Diesen Anforderungen genügten die von der Klägerin übersandten Schreiben nicht. Das Schreiben vom 16. November 2005 habe noch den Anschluss der Wohnung des Beklagten an die Heizungsanlage umfasst, aber keine Angaben zur Mieterhöhung für diese Modernisierung der Wohnung der Beklagten enthalten. Bei dem Schreiben vom 2. Juni 2006 hätten die detaillierten Angaben der geplanten Wanddurchbrüche für die zu verlegenden Rohre und zu der voraussichtlichen Dauer der Arbeiten gefehlt, außerdem sei die Drei-Monats-Frist nicht eingehalten. Mit Schreiben vom 21. August 2006 habe die Klägerin zwar einen Grundriss übersandt, aus dem die Lage der Wanddurchbrüche ersichtlich gewesen sei, der vorgesehene Beginn der Arbeiten sei aber nicht mitgeteilt worden.
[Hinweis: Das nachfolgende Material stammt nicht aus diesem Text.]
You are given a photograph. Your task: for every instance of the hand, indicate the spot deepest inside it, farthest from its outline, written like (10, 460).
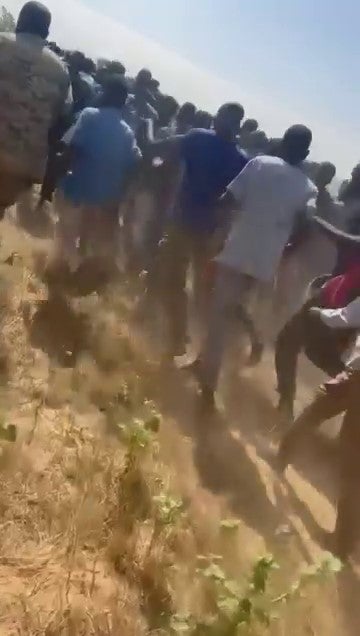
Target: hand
(315, 311)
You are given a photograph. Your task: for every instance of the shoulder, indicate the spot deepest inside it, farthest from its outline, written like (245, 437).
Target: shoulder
(126, 130)
(7, 38)
(197, 138)
(308, 185)
(88, 115)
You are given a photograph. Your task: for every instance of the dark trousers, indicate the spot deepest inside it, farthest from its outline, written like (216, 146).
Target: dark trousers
(341, 395)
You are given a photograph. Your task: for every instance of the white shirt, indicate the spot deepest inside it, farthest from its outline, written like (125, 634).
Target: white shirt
(271, 193)
(346, 318)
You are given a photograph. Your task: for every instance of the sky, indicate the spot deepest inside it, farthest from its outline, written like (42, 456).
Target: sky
(286, 61)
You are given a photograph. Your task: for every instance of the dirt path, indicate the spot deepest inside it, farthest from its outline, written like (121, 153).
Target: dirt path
(220, 461)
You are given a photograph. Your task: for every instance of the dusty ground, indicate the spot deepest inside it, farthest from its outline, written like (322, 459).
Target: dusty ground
(62, 363)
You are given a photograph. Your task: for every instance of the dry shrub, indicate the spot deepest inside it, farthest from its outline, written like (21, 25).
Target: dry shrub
(92, 542)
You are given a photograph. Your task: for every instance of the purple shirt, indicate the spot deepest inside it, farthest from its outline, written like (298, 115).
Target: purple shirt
(210, 164)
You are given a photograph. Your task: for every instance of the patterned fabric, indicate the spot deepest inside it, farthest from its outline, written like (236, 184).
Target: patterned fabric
(34, 91)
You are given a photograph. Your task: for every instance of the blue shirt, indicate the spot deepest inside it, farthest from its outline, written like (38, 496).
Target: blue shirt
(105, 152)
(210, 164)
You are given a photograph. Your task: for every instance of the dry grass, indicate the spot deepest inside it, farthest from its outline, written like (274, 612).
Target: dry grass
(93, 540)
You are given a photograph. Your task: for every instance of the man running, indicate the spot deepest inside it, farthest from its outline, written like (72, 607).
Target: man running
(340, 395)
(34, 93)
(102, 154)
(271, 194)
(211, 160)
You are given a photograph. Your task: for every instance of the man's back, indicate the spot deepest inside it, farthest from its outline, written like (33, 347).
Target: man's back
(34, 86)
(107, 150)
(270, 192)
(210, 164)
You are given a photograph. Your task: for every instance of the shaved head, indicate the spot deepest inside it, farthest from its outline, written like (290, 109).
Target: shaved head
(34, 18)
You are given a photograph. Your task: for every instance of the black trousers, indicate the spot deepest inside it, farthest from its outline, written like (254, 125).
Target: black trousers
(306, 333)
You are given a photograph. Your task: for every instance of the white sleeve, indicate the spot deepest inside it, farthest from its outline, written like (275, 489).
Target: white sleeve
(345, 318)
(238, 186)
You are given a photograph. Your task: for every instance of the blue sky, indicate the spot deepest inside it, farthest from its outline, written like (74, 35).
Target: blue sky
(287, 61)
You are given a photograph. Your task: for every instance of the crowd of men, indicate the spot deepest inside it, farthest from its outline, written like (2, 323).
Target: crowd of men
(223, 199)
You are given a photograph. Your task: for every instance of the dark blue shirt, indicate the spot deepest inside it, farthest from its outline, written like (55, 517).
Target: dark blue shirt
(210, 164)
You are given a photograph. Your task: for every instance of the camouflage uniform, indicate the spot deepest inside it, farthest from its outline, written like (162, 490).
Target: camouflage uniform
(34, 92)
Diese Mitteilung habe auch nicht durch die Aufforderung der Verwalterin ersetzt werden können, die Beklagten möchten einen ihnen genehmen Termin selbst bestimmen. Denn die Baumaßnahme betreffe noch zwei weitere Wohnungen, deren Mieter zu beteiligen seien. Eine Terminsbestimmung seitens der Beklagten sei sinnlos, solange keine ordnungsgemäße Ankündigung der Modernisierungsmaßnahmen gegenüber den anderen betroffenen Mietern stattgefunden habe.
II.
Diese Beurteilung hält rechtlicher Nachprüfung nicht stand. Die Beklagten sind verpflichtet, den Einbau der Heizungsrohre (Steigleitungen) zwecks Anschluss der Wohnungen im Erdgeschoss und im zweiten Obergeschoss an die bereits vorhandene Zentralheizung zu dulden. Die Auffassung des Berufungsgerichts, dass es einer Ankündigung dieser Baumaßnahmen gemäß § 554 Abs. 3 BGB bedürfe, und die den Beklagten erteilten Informationen diese Anforderungen nicht erfüllten, ist von Rechtsfehlern beeinflusst.
1.
Das Berufungsgericht hat, wie die Revision mit Recht rügt, verkannt, dass bauliche Maßnahmen, die der Vermieter aufgrund einer behördlichen Anordnung oder gesetzlichen Verpflichtung durchzuführen hat, nicht unter § 554 Abs. 2 BGB fallen und deshalb auch nicht den in § 554 Abs. 3 BGB dem Vermieter auferlegten Mitteilungspflichten unterliegen. Sie sind vielmehr - soweit es sich nicht schon um ohnehin gemäß § 554 Abs. 1 BGB hinzunehmende Erhaltungsmaßnahmen handelt - vom Mieter gemäß § 242 BGB zu dulden (MünchKommBGB/Bieber, 5. Aufl., § 554 Rdnr. 6; Staudinger/Emmerich, BGB (2006), § 554 Rdnr. 2; Blank/Börstinghaus, Miete, 3. Aufl., § 554 Rdnr. 1; Sternel, NZM 2001, 1058, 1060).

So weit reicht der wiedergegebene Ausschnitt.